I am weary with my crying out; my throat is parched. My eyes grow dim with waiting for my God.” God both invites our desperate cries and calls us to trust Him.

Second, we need to connect with God in deeper, more intimate ways. If we are not abiding with him, we will not be bearing fruit in this season.

Additionally, in the scramble to recalibrate our routines and schedules of quarantine, we may have pushed our time of prayer and reading Scripture to the margins. If we do not live on the Word of God, our capacity will surely be diminished.

Third, we need to experience connection to others. The potential for loneliness during this time is devastating.

Ask yourself, how can we engage in self care to address this? Well, you are either lonely, or you know someone who is lonely.

Regardless of which position you find yourself in, reach out. If you’re feeling lonely, to whom can you text, call, email or write a letter? If you’re not lonely, think of at least one person who could benefit from hearing you.

If you do not know where to start or maybe how to, reach out to our Christian counseling services in West Chester. And if you’ve already been reaching out, continue to do so.

Tending to our Physical Bodies

Finally, we need to tend to and care for our physical bodies. In 1 Kings 19 we see Elijah literally running for his life from Queen Jezebel.

He is physically exhausted and emotionally overwhelmed and asks God to “take away [his] life.” Elijah sleeps, an angel delivers him food, he rests again and again the angel provides him food.

It is after he has recuperated and rested that God comes to speak to Elijah.
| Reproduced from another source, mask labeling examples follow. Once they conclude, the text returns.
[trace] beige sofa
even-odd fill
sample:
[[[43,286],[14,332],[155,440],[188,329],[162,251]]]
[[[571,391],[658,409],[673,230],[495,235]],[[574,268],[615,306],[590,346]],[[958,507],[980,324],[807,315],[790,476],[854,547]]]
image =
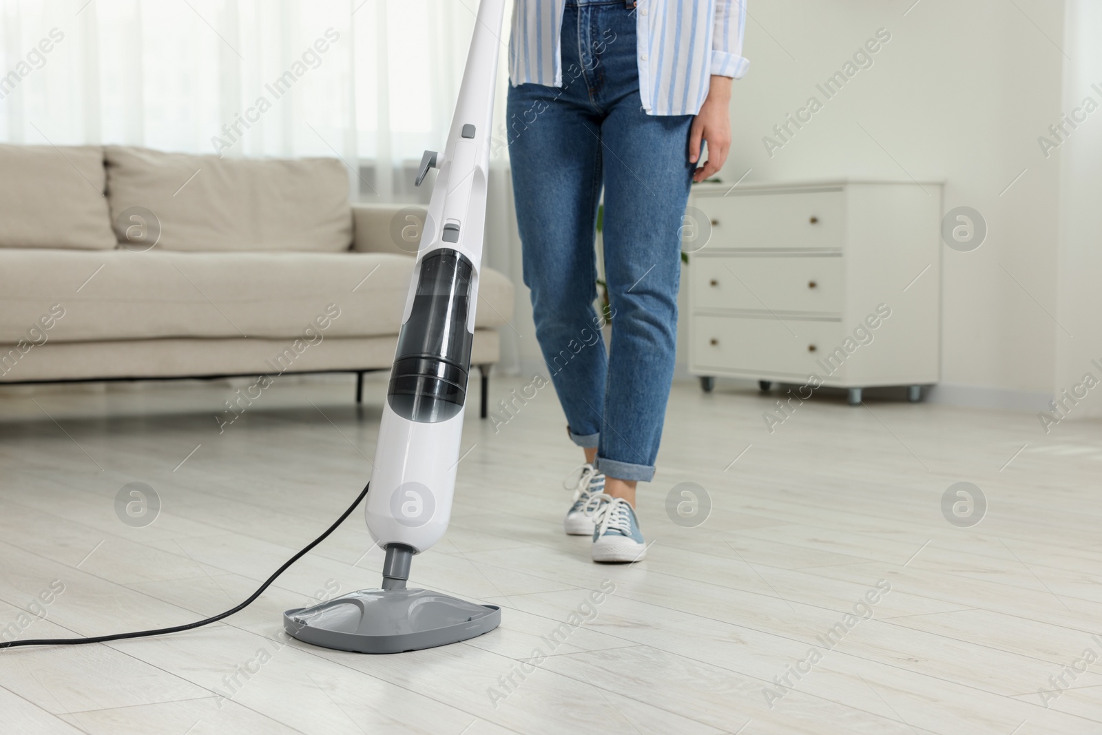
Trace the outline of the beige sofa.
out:
[[[410,217],[414,217],[411,219]],[[417,215],[335,159],[0,145],[0,383],[389,369]],[[512,284],[479,280],[472,365]]]

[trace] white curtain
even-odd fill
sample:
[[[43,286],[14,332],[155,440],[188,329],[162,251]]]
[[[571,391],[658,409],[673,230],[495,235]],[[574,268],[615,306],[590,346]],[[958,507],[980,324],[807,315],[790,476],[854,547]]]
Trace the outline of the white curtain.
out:
[[[0,0],[0,142],[339,156],[353,198],[428,202],[412,171],[423,150],[443,150],[477,8],[477,0]],[[516,278],[508,163],[503,145],[494,150],[486,262]],[[504,327],[501,338],[501,367],[515,371],[517,333]]]

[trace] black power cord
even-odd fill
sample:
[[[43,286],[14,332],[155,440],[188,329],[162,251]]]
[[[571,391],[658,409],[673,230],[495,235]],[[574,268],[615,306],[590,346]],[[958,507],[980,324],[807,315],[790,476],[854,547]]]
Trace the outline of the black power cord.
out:
[[[268,577],[268,580],[260,585],[259,590],[249,595],[248,599],[246,599],[237,607],[233,607],[226,610],[225,613],[219,613],[218,615],[204,618],[202,620],[196,620],[195,623],[188,623],[187,625],[173,626],[171,628],[158,628],[155,630],[136,630],[133,633],[116,633],[111,634],[110,636],[93,636],[90,638],[44,638],[41,640],[12,640],[10,642],[0,642],[0,648],[14,648],[15,646],[76,646],[77,644],[104,644],[109,640],[122,640],[125,638],[149,638],[150,636],[163,636],[169,633],[180,633],[181,630],[191,630],[192,628],[199,628],[203,627],[204,625],[210,625],[212,623],[217,623],[224,617],[229,617],[235,613],[240,613],[242,609],[251,605],[256,601],[256,598],[259,597],[261,593],[263,593],[263,591],[267,590],[268,586],[272,582],[274,582],[280,574],[285,572],[288,568],[291,566],[291,564],[302,559],[302,556],[305,555],[311,549],[313,549],[318,543],[324,541],[329,536],[329,533],[337,530],[337,527],[341,523],[343,523],[345,519],[348,518],[348,516],[352,515],[352,511],[356,509],[356,506],[358,506],[360,500],[363,500],[364,497],[367,495],[367,489],[369,487],[371,487],[370,483],[364,486],[364,491],[356,497],[356,500],[350,506],[348,506],[348,510],[341,514],[341,518],[337,518],[336,522],[333,523],[333,526],[329,526],[324,533],[322,533],[320,537],[311,541],[305,549],[303,549],[302,551],[300,551],[299,553],[287,560],[287,562],[282,566],[276,570],[274,574]]]

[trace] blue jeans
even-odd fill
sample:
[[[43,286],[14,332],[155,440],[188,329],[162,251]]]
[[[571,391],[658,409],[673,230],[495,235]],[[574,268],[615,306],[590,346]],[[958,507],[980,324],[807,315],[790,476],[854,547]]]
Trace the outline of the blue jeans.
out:
[[[568,0],[560,87],[509,89],[507,128],[536,337],[575,444],[611,477],[649,482],[673,379],[692,116],[649,116],[635,11]],[[594,237],[604,187],[612,306],[605,354]]]

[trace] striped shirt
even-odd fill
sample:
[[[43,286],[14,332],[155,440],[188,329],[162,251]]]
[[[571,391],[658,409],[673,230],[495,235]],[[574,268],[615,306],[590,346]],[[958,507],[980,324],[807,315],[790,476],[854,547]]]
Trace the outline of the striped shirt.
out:
[[[560,32],[566,0],[516,0],[509,80],[562,86]],[[639,0],[639,96],[648,115],[696,115],[711,75],[741,79],[746,0]]]

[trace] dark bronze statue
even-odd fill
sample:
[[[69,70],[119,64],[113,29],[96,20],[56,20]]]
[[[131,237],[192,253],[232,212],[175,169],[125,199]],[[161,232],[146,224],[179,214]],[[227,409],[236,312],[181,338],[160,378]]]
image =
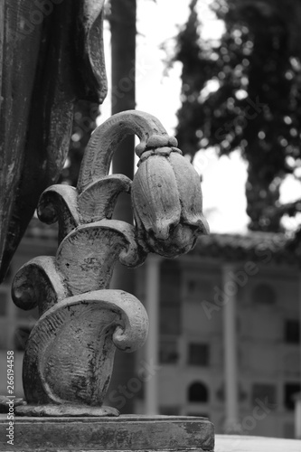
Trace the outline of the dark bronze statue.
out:
[[[0,280],[67,156],[74,103],[107,93],[104,0],[1,0]]]

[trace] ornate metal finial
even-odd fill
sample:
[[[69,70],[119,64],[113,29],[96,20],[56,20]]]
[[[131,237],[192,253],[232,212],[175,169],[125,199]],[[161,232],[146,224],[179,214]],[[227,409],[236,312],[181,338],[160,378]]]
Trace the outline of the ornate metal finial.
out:
[[[133,182],[108,174],[128,134],[140,138]],[[40,313],[24,360],[27,405],[18,414],[118,415],[103,406],[115,348],[140,347],[148,320],[134,296],[108,289],[114,265],[136,267],[148,252],[178,256],[208,232],[198,174],[176,146],[153,116],[119,113],[92,135],[77,188],[52,185],[42,194],[38,215],[59,221],[59,248],[22,267],[13,283],[15,305]],[[135,226],[111,219],[121,192],[131,192]]]

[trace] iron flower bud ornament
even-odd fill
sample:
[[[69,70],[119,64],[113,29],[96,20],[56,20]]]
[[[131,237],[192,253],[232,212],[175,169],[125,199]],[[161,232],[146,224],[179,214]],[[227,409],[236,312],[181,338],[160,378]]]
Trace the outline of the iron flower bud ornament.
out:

In this situation of Elijah’s despondency and extreme exhaustion God chooses to tend to his body and mind first before addressing him.

Here are some self-care tips:

Prayer and alone time with God - If you have not slowed down to reflect on the impact this season has had on you, grab a journal and get alone. Talk with God.
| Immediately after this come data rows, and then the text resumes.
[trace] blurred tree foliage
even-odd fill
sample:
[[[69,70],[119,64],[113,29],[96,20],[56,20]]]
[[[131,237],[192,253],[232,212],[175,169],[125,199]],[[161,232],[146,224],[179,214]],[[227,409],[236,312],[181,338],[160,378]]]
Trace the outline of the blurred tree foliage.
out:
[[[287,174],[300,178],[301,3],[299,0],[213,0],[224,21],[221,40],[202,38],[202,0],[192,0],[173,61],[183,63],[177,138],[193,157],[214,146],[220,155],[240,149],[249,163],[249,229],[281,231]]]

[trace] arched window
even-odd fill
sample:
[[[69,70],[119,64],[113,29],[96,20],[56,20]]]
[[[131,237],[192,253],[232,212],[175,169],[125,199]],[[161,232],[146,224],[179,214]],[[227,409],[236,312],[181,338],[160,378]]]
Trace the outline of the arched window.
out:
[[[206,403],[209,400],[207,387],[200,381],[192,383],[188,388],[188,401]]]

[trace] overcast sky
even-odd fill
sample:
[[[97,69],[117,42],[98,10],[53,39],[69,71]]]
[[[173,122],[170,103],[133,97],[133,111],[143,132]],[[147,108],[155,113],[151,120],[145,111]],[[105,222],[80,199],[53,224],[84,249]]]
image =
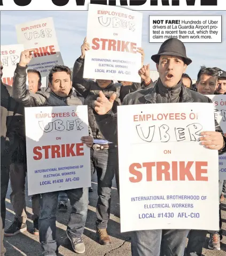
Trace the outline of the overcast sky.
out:
[[[141,11],[143,13],[142,47],[145,52],[145,64],[150,63],[151,69],[156,69],[151,55],[158,52],[160,43],[149,43],[149,15],[222,15],[222,43],[189,43],[185,46],[187,56],[193,62],[186,73],[196,79],[200,66],[219,67],[226,70],[226,11]],[[87,11],[24,11],[1,12],[1,44],[17,43],[15,26],[32,20],[52,17],[58,44],[65,65],[72,67],[80,56],[81,45],[85,36]]]

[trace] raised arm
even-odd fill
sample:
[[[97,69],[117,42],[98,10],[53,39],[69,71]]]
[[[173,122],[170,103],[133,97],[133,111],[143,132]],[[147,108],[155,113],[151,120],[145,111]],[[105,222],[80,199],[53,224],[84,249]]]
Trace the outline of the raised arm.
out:
[[[90,49],[90,45],[87,42],[86,37],[81,46],[81,55],[75,60],[72,73],[72,86],[85,98],[90,90],[92,82],[89,79],[83,78],[84,64],[85,52]],[[87,77],[88,78],[88,77]]]

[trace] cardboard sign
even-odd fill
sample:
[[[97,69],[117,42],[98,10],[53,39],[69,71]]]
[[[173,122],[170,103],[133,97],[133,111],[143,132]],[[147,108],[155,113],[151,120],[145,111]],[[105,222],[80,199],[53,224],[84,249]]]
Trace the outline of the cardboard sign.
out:
[[[121,106],[118,123],[121,231],[218,230],[218,152],[199,142],[213,104]]]
[[[25,108],[28,195],[91,186],[87,106]]]
[[[29,69],[38,70],[47,76],[56,65],[64,65],[52,18],[16,26],[17,40],[25,49],[35,49]]]
[[[142,32],[142,13],[90,4],[83,77],[141,82]]]
[[[24,50],[22,44],[1,46],[1,60],[3,67],[2,79],[4,83],[12,86],[17,64],[20,61],[20,53]]]
[[[214,105],[215,118],[226,135],[226,95],[207,95]],[[219,155],[219,180],[226,180],[226,153]]]

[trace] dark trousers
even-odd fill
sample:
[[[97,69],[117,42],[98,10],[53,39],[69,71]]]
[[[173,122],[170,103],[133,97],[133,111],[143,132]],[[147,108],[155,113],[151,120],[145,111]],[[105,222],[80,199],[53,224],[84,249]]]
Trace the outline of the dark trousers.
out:
[[[133,256],[183,256],[189,230],[158,229],[131,233]]]
[[[98,199],[97,205],[96,226],[106,229],[110,216],[112,180],[115,174],[119,191],[118,148],[100,150],[90,150],[91,170],[96,169],[97,175]]]
[[[74,237],[81,237],[87,216],[88,188],[65,190],[72,206],[67,223],[68,232]],[[59,191],[43,193],[40,195],[41,212],[38,220],[40,241],[43,255],[55,255],[58,253],[56,241],[56,214]]]
[[[1,215],[2,219],[3,228],[5,227],[6,208],[5,197],[8,189],[10,179],[9,165],[6,156],[1,158]]]

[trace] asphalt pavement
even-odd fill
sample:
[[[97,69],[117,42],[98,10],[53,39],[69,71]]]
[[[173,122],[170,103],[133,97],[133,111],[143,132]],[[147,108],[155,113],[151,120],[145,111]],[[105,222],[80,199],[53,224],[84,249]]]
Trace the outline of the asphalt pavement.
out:
[[[130,242],[129,232],[120,233],[119,219],[119,199],[114,181],[112,192],[112,203],[110,220],[108,222],[108,232],[111,236],[112,245],[100,245],[96,239],[95,221],[96,206],[97,200],[97,184],[96,181],[92,183],[93,192],[89,193],[89,205],[87,220],[84,231],[83,239],[85,245],[84,256],[130,256]],[[10,204],[10,186],[9,187],[6,196],[6,218],[5,228],[8,228],[13,221],[14,212]],[[26,193],[27,195],[27,192]],[[32,234],[33,221],[32,201],[30,196],[26,198],[28,213],[27,231],[12,237],[5,237],[4,243],[6,249],[5,256],[40,256],[41,246],[38,236]],[[68,210],[66,213],[58,212],[57,214],[57,239],[60,244],[59,256],[76,256],[73,251],[71,243],[67,238],[65,230],[69,218],[71,206],[67,204]],[[226,200],[222,204],[222,219],[223,238],[221,243],[221,251],[213,251],[207,248],[209,236],[202,250],[204,256],[226,255]],[[208,220],[211,221],[211,220]]]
Sleep - If you’re having trouble sleeping there are a lot of great sleep hygiene tips, including no screen time for at least 30 minutes before bed, If you’re having trouble relaxing at night Google “Progressive Muscle Relaxation.”
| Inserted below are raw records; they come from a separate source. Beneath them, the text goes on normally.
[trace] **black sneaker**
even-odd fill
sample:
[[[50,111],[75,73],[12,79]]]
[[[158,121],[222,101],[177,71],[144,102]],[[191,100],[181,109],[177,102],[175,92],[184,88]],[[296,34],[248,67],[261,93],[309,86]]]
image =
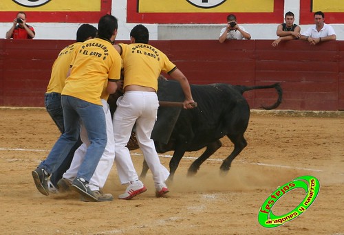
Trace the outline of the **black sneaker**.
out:
[[[97,195],[89,189],[88,182],[83,178],[75,178],[72,183],[72,189],[81,194],[86,200],[98,201]]]
[[[32,170],[32,177],[39,191],[42,194],[48,196],[47,179],[49,173],[43,168],[37,168],[36,170]]]

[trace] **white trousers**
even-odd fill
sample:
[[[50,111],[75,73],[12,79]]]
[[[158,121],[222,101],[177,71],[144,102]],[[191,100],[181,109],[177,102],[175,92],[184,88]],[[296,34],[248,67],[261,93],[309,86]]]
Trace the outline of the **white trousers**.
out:
[[[99,160],[97,168],[89,181],[89,187],[92,190],[99,190],[104,187],[115,159],[115,141],[114,139],[114,128],[112,127],[110,109],[105,100],[102,99],[102,103],[103,109],[105,113],[107,143],[105,150]],[[75,151],[69,168],[63,174],[63,178],[71,181],[76,177],[78,169],[84,160],[87,146],[89,146],[90,144],[87,137],[87,133],[83,124],[81,124],[80,136],[83,144]]]
[[[164,183],[169,170],[161,164],[151,134],[157,118],[159,102],[154,92],[130,91],[117,100],[117,109],[114,115],[115,137],[115,162],[121,183],[138,180],[138,176],[125,146],[131,130],[136,122],[136,138],[155,183]]]

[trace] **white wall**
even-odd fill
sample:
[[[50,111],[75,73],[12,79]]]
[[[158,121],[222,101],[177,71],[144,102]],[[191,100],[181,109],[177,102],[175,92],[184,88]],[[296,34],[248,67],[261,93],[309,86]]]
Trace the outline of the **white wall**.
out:
[[[291,11],[295,14],[295,23],[299,23],[300,0],[285,0],[284,13]],[[129,33],[136,23],[126,23],[127,0],[113,0],[111,14],[118,19],[117,40],[129,40]],[[281,16],[281,23],[284,15]],[[240,19],[238,19],[239,23]],[[76,32],[80,23],[50,23],[28,22],[36,31],[35,39],[70,39],[76,38]],[[94,24],[97,27],[97,24]],[[173,39],[217,39],[224,25],[175,25],[144,24],[150,32],[151,40]],[[275,39],[278,24],[241,24],[250,32],[252,39]],[[344,40],[344,24],[332,24],[337,40]],[[301,25],[301,32],[310,25]],[[0,38],[5,38],[6,32],[12,27],[12,22],[0,23]]]

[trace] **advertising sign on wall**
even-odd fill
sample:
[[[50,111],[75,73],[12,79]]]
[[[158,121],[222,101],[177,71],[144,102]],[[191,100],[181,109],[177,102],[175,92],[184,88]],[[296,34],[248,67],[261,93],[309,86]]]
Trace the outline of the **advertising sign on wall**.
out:
[[[0,22],[12,22],[22,11],[30,22],[98,23],[111,8],[106,0],[1,0]]]

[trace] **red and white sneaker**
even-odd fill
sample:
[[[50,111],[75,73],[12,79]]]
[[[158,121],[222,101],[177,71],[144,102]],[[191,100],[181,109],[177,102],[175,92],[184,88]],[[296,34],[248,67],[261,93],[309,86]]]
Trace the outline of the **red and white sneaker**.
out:
[[[122,194],[118,196],[120,199],[129,200],[131,199],[135,196],[142,194],[147,191],[146,187],[143,185],[143,183],[140,180],[135,181],[131,181],[129,183],[125,192]]]
[[[154,183],[155,186],[155,197],[162,197],[167,192],[169,192],[169,189],[164,183]]]

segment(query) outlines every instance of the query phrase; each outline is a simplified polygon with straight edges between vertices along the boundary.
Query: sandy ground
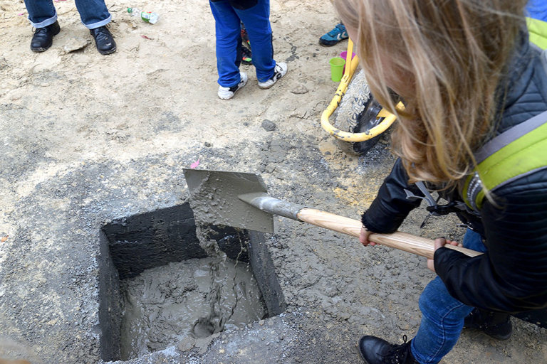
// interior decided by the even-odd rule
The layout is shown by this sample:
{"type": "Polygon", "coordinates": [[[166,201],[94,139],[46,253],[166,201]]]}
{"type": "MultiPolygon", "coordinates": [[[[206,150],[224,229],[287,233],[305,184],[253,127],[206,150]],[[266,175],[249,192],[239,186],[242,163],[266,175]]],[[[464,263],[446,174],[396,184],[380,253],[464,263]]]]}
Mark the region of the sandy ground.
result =
{"type": "MultiPolygon", "coordinates": [[[[108,2],[118,51],[103,56],[73,1],[55,3],[61,32],[36,54],[23,2],[0,1],[0,358],[101,361],[99,230],[184,201],[182,168],[259,173],[273,196],[358,218],[392,163],[387,139],[366,157],[348,156],[319,124],[336,87],[328,60],[346,46],[318,45],[336,22],[329,1],[273,0],[276,59],[288,73],[261,90],[242,66],[249,85],[229,101],[216,95],[207,1],[108,2]],[[135,20],[127,6],[160,20],[135,20]]],[[[425,215],[416,210],[402,230],[461,237],[452,218],[420,230],[425,215]]],[[[417,299],[434,277],[424,259],[276,224],[268,245],[285,313],[131,363],[357,363],[361,335],[400,342],[415,333],[417,299]]],[[[514,323],[505,342],[464,331],[443,363],[547,362],[545,330],[514,323]]]]}

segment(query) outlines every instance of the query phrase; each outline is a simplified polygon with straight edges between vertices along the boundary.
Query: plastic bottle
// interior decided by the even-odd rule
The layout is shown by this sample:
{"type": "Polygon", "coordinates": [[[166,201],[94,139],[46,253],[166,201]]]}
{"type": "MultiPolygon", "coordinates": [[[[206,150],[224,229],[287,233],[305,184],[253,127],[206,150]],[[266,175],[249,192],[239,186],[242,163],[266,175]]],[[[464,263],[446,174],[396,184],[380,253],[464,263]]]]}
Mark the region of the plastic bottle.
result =
{"type": "Polygon", "coordinates": [[[127,13],[135,16],[139,16],[141,19],[150,24],[155,24],[157,19],[160,18],[160,14],[157,13],[142,11],[137,8],[127,8],[127,13]]]}

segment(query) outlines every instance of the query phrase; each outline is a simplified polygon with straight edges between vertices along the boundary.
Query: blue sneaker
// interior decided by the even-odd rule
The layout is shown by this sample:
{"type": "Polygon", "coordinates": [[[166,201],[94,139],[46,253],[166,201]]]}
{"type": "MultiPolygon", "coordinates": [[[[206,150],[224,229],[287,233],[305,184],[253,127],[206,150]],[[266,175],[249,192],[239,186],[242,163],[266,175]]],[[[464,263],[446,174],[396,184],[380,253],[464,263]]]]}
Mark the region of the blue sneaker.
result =
{"type": "Polygon", "coordinates": [[[323,34],[323,36],[319,38],[319,44],[325,46],[325,47],[330,47],[338,43],[340,41],[348,39],[350,38],[348,36],[348,31],[345,30],[345,26],[342,23],[336,24],[334,29],[323,34]]]}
Diet - How is your nutrition during COVID? I know I hit the sugar hard when I’m stressed. Make sure your food intake is staying balanced.

Connection with others - Some of you may be very connected with others, but you’re often the one pouring into others. Who can you connect with that can pour into you?

Exercise - There are some very creative quarantine workouts you can do from home. An intense workout can boost our mood for several hours.

Get outside - There’s a Swiss saying that goes something like: “There’s no bad weather, just inappropriate clothing.”

Even 15 minutes outside can be beneficial to health and wellness. Find beauty as Spring blooms. Soak it in, and remind yourself that we will emerge from the hibernation of quarantine.